New York, May 28, 2026, 18:05 (EDT)
- Binah Capital finished the session at $1.62, off 5 cents. Fewer than 40,000 shares changed hands.
- Binah Capital first-quarter advisory and brokerage assets of $29.0 billion, a 12.9% gain over the same period last year.
- Nasdaq’s regular session was over. After-hours trading, which lasts to 8 p.m. Eastern, tends to be less liquid.
Binah Capital Group Inc. shares slipped late Thursday, last seen at $1.62, down 5 cents. Investors had little new from the wealth-management firm, and trading stayed light. The stock opened at $1.63 and moved between $1.57 and $1.67.
This shift hits after the regular Nasdaq closed in New York, with the stock sliding into after-hours trading — that’s trading beyond the usual 9:30 a.m. to 4 p.m. window. Nasdaq flags after-hours trading as more volatile and less liquid, where price swings can be sharper because there may be fewer buyers and sellers.
Binah’s investor-relations site hasn’t posted an update since the first-quarter results on May 15. So investors are mostly watching the stock, looking at recent filings and trading trends among broker-dealer and wealth-management names.
Binah said its total advisory and brokerage assets hit $29.0 billion at the end of March, compared with $25.7 billion last year. Assets under management measures the client assets a firm handles, making it a main metric for wealth-management firms.
Revenue slipped in the quarter. The company reported $48.7 million in total revenue for the three months ended March 31, down 0.5% from $48.9 million last year. Net income went up to $1.9 million from $1.0 million.

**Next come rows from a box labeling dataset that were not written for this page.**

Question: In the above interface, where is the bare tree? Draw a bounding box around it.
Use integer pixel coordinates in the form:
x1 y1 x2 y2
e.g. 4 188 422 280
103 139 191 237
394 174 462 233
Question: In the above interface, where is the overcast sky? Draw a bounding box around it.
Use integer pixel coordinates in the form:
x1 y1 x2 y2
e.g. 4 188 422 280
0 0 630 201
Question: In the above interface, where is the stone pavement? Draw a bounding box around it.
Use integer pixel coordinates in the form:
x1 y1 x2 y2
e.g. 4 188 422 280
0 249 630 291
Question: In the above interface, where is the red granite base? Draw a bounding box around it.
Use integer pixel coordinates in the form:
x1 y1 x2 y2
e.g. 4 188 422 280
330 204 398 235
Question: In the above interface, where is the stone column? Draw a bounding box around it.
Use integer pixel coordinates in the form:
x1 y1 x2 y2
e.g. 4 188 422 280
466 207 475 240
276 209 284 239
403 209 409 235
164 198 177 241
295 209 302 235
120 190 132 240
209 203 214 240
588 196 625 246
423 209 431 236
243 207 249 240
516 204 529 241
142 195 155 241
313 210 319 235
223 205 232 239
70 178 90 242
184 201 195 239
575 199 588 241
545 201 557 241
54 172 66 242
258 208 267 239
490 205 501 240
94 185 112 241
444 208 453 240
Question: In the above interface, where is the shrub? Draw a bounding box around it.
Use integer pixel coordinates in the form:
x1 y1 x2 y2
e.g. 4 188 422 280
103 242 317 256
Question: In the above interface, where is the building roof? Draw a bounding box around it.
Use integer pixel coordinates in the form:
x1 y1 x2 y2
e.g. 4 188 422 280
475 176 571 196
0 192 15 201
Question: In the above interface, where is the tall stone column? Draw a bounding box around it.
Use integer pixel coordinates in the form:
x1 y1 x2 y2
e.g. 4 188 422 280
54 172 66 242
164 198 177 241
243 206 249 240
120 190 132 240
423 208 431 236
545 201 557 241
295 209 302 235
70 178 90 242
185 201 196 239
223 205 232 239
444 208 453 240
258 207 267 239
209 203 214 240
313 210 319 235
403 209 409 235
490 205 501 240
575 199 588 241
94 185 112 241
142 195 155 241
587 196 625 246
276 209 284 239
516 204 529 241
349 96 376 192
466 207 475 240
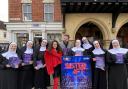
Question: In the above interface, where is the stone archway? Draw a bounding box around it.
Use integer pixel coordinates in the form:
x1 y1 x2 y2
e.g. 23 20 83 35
75 22 103 42
74 19 111 48
116 22 128 48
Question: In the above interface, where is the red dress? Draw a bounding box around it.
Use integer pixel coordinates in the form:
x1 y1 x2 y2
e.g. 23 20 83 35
44 48 62 75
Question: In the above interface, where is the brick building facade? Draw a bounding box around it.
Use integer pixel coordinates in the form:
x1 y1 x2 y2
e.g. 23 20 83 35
6 0 63 46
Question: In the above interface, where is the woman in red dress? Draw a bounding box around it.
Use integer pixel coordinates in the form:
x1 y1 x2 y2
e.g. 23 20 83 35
45 40 62 89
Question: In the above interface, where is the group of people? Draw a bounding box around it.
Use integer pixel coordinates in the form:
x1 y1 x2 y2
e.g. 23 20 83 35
0 34 128 89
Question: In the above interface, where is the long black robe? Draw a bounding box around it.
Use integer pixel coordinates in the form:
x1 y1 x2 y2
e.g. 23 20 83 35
0 52 19 89
106 49 128 89
19 46 34 89
92 49 107 89
33 46 50 89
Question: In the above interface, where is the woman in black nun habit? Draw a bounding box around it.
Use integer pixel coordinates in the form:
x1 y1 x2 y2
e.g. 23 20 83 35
0 42 21 89
19 41 34 89
92 41 107 89
106 40 128 89
82 37 95 85
34 39 50 89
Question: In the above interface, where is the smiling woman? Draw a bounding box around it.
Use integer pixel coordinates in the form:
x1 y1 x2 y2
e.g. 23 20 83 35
0 0 8 22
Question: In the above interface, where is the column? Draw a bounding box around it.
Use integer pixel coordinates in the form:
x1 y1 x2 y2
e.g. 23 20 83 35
7 30 12 42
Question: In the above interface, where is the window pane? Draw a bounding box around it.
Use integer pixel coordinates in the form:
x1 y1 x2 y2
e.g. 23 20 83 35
23 4 32 21
44 4 54 13
44 14 53 22
24 13 32 20
47 33 61 42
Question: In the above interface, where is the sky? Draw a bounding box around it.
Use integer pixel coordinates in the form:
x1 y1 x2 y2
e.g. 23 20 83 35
0 0 8 22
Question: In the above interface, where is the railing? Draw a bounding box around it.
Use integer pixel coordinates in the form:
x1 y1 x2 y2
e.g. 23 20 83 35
61 0 128 3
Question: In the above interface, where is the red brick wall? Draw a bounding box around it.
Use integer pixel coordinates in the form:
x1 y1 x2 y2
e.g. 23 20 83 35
8 0 22 22
9 0 62 22
54 0 62 21
32 0 44 22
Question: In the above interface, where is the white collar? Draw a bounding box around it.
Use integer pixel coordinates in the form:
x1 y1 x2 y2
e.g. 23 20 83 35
108 48 128 54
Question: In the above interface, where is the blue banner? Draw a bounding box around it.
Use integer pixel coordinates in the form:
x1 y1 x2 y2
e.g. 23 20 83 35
61 56 92 89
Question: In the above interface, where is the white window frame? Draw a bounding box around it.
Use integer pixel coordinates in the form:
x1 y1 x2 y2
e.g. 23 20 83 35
22 3 32 21
44 3 54 22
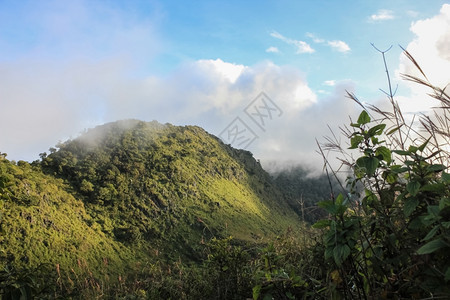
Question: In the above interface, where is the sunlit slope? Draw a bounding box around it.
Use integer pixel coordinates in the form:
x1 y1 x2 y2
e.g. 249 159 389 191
42 120 298 255
0 155 132 275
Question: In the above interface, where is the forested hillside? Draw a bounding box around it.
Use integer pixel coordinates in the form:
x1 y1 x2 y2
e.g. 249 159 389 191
0 120 320 294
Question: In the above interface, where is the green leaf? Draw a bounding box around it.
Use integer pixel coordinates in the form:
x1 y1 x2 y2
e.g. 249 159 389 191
439 198 450 210
356 110 370 125
403 197 419 217
333 244 350 266
367 124 386 136
420 183 447 194
422 226 439 242
417 238 448 255
356 156 380 176
427 165 447 172
391 165 410 174
444 267 450 281
375 146 392 164
253 284 261 300
408 145 419 153
442 172 450 183
417 138 431 152
387 125 402 135
392 150 412 155
406 181 420 196
313 219 331 229
335 194 345 205
348 135 364 149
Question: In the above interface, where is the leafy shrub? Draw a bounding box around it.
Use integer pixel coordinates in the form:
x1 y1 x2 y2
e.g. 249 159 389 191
314 51 450 299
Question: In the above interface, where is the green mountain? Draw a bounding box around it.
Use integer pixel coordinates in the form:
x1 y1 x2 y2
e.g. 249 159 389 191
0 120 306 292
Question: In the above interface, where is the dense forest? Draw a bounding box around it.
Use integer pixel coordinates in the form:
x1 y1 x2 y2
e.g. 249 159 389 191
0 120 332 298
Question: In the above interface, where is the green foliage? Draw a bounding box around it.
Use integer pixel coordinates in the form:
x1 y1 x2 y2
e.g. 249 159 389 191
314 48 450 299
0 121 306 299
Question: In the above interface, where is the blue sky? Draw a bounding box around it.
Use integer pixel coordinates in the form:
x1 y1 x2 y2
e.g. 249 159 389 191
0 0 450 168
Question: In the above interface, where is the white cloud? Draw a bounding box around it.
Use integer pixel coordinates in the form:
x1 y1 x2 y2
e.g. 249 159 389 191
323 80 336 86
328 41 350 52
369 9 395 21
306 32 351 52
196 58 246 83
406 10 419 18
397 4 450 102
306 32 325 44
266 46 280 53
270 31 315 54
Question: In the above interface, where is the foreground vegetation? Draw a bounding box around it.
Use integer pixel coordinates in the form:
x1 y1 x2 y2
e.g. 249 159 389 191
0 49 450 299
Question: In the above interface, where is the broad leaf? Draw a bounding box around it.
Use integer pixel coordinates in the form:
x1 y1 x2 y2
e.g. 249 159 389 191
427 165 447 172
356 156 380 176
422 226 439 242
406 181 420 196
368 124 386 136
357 110 370 125
333 244 350 266
403 197 419 217
349 135 364 149
417 238 448 255
375 146 392 164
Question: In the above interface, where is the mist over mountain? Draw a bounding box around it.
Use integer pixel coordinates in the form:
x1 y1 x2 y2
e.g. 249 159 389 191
0 120 334 298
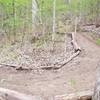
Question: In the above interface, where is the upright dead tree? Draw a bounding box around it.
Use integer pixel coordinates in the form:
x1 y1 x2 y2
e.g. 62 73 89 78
52 0 56 51
32 0 37 35
92 65 100 100
12 0 16 42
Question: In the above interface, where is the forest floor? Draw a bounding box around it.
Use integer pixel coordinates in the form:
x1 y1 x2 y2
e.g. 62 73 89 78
0 30 100 97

Chief Executive Craig Gould described the quarter as “strong operational results,” citing momentum for “higher GAAP profitability and EBITDA.” GAAP refers to U.S. accounting standards, while EBITDA is earnings before interest, taxes, depreciation and amortization, used to adjust for certain costs. Binah Capital
The company posted adjusted EBITDA of $3.7 million, better than $2.2 million last year. Adjusted EBITDA is a non-GAAP figure and isn’t calculated under standard rules. Investors should look at it with net income, not as a replacement.
Binah’s market cap is just $27.4 million, much less than advisory and brokerage names like LPL Financial, Raymond James Financial, and Stifel Financial. Those three were also trading down on Thursday, but each is valued in the billions. Binah is far smaller by comparison.
The gap is important. Binah is a small-cap with thin volume—last quoted at 39,659 shares—and can swing on smaller trades. Its price-to-earnings ratio was about 18, comparing share price to profit per share.
Higher advisory and brokerage assets don’t guarantee quicker revenue growth, especially if trading activity drops, adviser flows weaken or markets shift. Binah has also flagged risks around regulatory compliance, potential adviser misconduct, how investment products perform, capital requirements and changes in the overall economy.
Focus for the next session is on whether buyers step in around Thursday’s low, or if weak volume leaves the stock open to another move. Trading has been quiet, with little activity showing up on the tape.